INTRODUCTION:
Daily step counts are a central component of physical activity and are increasingly highlighted in public health guidelines. Advances in open-source algorithms now enable the extraction of detailed step‑related indicators from 24‑hour raw accelerometer data. This study aimed to identify distinct movement behaviour profiles based on multiple step-related indicators and examine their associations with cardiometabolic health biomarkers.
METHODS:
This cross-sectional study included 959 Luxembourg residents aged 25-79 years with 1-week of accelerometry data (≥4 valid days). A set of 51 indicators were derived from the step-count time-series. A reversed graph embedding approach was used to reduce this high‑dimensional dataset into a two-dimensional tree structure, enabling the identification of distinct step profiles. Associations between the tree dimensions, individual indicators and cardiometabolic biomarkers, including systolic and diastolic blood pressure, fasting plasma glucose, triglycerides, high‑density lipoprotein cholesterol (HDL‑c), apolipoprotein B/A1 ratio, fasting insulin and a clustered metabolic risk score (CMRS), were examined using adjusted linear regression models.
RESULTS:
Five key indicators emerged as the most influential descriptors of movement behaviours: active-to-inactive transition probability (AC-to-IN TP), inter-daily stability (IS), intra-daily variability (IV), lowest consecutive 5-hour cadence (LC5h cadence) and total time spent at incidental movement cadence (<20 steps/min, TIM cadence). IS, LC5h cadence and TIM cadence were positively associated with tree dimension 1, whereas AC-to-IN TP and IV were negatively associated with tree dimension 1. For tree dimension 2, IS showed a positive association, while IV and LC5h cadence showed negative associations. Four distinct step‑based movement profiles were identified from the tree structure. Regression models showed that individuals located in the upper‑right region of the tree displayed more regular daily patterns and higher levels of very light movement during the most sedentary periods. In contrast, those in the lower‑left region showed greater within‑day variability with a greater amount of fragmented and unsustained activity bouts, alongside higher levels of very light movement during the most sedentary periods.
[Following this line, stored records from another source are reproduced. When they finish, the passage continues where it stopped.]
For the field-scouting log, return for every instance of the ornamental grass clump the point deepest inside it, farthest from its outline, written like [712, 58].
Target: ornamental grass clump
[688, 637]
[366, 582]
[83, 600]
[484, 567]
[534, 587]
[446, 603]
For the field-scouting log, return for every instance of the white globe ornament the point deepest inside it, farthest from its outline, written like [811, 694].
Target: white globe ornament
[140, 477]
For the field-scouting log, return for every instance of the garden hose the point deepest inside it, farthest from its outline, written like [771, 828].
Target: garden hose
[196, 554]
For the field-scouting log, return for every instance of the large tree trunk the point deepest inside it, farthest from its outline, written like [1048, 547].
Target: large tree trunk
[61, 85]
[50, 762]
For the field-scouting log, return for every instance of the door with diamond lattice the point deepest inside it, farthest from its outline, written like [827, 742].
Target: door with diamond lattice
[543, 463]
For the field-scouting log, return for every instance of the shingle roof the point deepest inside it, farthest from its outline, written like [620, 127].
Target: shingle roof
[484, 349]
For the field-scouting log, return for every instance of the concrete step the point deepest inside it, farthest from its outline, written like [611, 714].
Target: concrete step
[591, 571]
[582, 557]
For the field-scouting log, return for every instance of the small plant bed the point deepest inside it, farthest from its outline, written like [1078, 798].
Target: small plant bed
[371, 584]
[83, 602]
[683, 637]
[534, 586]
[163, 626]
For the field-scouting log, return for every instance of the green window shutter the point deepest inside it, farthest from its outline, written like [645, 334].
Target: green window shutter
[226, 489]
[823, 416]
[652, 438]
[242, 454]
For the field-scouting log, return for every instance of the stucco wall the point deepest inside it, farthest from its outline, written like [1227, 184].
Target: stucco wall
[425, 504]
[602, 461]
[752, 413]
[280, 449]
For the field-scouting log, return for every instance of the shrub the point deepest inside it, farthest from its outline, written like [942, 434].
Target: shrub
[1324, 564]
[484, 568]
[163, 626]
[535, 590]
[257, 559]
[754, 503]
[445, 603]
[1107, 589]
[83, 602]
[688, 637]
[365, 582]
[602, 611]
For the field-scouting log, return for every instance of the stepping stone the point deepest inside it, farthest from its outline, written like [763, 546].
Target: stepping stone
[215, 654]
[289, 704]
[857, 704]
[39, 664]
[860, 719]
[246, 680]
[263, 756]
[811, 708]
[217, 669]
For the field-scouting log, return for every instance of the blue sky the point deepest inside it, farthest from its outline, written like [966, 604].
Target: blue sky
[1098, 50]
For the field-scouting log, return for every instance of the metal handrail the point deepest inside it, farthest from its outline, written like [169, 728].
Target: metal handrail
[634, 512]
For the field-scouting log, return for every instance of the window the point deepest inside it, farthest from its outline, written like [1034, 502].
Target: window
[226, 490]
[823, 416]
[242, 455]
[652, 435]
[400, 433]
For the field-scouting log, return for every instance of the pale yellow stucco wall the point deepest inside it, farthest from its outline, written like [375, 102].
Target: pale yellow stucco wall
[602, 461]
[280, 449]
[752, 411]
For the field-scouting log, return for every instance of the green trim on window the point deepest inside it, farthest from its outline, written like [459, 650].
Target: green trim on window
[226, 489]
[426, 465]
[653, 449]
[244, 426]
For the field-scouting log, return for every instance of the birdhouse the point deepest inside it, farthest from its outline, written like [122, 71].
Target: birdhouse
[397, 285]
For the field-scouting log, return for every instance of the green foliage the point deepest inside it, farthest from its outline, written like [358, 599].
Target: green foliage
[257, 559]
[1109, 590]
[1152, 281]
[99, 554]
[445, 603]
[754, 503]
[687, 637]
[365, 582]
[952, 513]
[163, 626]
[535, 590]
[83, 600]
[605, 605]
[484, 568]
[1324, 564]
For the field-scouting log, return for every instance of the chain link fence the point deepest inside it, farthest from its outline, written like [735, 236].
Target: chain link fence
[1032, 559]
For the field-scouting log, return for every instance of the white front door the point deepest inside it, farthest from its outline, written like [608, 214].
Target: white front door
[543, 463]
Adjusted regression models showed that tree dimension 1 was positively associated with HDL‑c and negatively associated with triglycerides, apolipoprotein B/A1 ratio, fasting insulin and CMRS. No significant associations were observed for dimension 2 after adjustment.
CONCLUSION:
Movement profiles reflecting more stable daily routines, greater sustained movement and lower activity fragmentation were favourably associated with several cardiometabolic biomarkers. These findings highlight the added value of step‑derived indicators beyond total step counts and demonstrate how data‑driven movement behaviour profiling can reveal key movement dimensions that are linked to cardiometabolic health.